OpenAI found that learnable temperature consistently outperforms fixed values.

---

### Q3: What are the computational challenges of training CLIP and how are they addressed?

**Answer**:

**Challenge 1: Large batch sizes needed**
- Contrastive learning requires many negatives (batch = negatives)
- CLIP used batch size of 32,768!
- **Solution**: Distributed training across many GPUs, gradient accumulation

**Challenge 2: Memory for similarity matrix**
- Similarity matrix is $N \times N$ where N = batch size
- For N=32768: ~4GB just for the matrix
- **Solution**: Gradient checkpointing, mixed precision, distributed computation

**Challenge 3: Expensive text encoding**
- Must encode all text in batch for every forward pass
- **Solution**: Cache text embeddings during evaluation, use efficient transformers

**Challenge 4: Data quality**
- Need high-quality (image, text) pairs at massive scale
- **Solution**: Filter web data, use CLIP itself to filter (bootstrapping)

---

### Q4: How would you extend CLIP to handle more than 2 modalities (e.g., add audio)?
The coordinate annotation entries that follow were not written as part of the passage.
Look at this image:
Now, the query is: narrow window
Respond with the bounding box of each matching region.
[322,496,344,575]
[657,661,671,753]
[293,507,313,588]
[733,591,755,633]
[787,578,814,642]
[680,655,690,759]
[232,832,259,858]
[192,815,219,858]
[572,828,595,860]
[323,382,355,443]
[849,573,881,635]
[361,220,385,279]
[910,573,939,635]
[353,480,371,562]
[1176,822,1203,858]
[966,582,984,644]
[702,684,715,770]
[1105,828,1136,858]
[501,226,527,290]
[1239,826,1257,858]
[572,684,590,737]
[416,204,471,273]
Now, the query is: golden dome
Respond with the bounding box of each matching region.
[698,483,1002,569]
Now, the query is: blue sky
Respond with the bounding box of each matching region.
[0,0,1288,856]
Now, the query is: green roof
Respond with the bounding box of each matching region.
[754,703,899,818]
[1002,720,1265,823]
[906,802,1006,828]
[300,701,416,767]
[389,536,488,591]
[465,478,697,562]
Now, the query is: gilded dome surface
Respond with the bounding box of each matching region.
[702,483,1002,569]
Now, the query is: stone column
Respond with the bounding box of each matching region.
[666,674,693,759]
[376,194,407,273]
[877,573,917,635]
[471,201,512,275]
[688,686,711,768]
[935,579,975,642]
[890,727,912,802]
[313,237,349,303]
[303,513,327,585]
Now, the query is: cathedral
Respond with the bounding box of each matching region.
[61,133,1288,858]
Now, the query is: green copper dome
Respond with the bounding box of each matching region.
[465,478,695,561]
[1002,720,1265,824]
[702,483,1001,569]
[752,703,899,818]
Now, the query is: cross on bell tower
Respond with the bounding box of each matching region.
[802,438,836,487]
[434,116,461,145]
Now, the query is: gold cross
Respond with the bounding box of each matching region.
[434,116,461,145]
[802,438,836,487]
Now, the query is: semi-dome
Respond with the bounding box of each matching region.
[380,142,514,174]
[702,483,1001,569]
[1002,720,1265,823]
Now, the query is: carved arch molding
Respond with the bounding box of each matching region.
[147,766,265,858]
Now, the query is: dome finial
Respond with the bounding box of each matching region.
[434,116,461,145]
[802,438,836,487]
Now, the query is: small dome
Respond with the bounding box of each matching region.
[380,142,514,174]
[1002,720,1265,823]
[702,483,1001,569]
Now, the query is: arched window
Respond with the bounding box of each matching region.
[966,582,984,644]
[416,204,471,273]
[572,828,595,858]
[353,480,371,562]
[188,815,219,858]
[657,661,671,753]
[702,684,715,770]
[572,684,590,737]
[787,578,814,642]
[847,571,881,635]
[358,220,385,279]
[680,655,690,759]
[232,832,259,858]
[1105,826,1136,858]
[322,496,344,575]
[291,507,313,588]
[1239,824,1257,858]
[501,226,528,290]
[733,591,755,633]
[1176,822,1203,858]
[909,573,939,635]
**Answer**: Multi-modal extensions like ImageBind use:

1. **Anchor modality**: Use images as the "hub" that connects all modalities
2. **Shared embedding space**: All modalities map to same dimensional space
3. **Pairwise contrastive learning**:
   - Image-Text pairs (existing)
   - Image-Audio pairs (new)
   - Image-Video pairs (new)
4. **Emergent alignments**: Audio-Text alignment emerges through shared image space

Key insight: You don't need paired data for all modality combinations - alignment transfers through the anchor modality.

---

### Q5: What's the difference between early fusion and late fusion in multimodal models?

**Answer**:

| Aspect | Early Fusion | Late Fusion (CLIP) |
|--------|-------------|-------------------|
| **Architecture** | Combine inputs before encoder | Separate encoders, combine embeddings |
| **Interaction** | Deep cross-modal attention | Dot product / shallow interaction |
| **Flexibility** | Single model, fixed modalities | Modular, can swap encoders |
| **Efficiency** | One forward pass | Can pre-compute embeddings |
| **Use cases** | VQA, detailed understanding | Retrieval, classification |

CLIP uses **late fusion** because:
1. Enables efficient retrieval (pre-compute all embeddings)
2. Modular design (upgrade image encoder without retraining text)
3. Scales to massive datasets
4. Simple to parallelize training

## Key Takeaways

1. **Multimodal**: Combining vision and text in one shared embedding space.
2. **Contrastive Loss (InfoNCE)**: Learning by comparing positive and negative pairs.
3. **Dual Encoders**: Two towers (Image & Text) that meet through similarity computation.
4. **Zero-Shot**: Classifying without explicit training on those classes.
5. **Temperature**: Controls softmax sharpness; learnable gives best results.
6. **Hard Negatives**: The most informative training signal comes from challenging examples.
7. **Vision Transformers**: Modern CLIP uses ViT, not CNNs, for image encoding.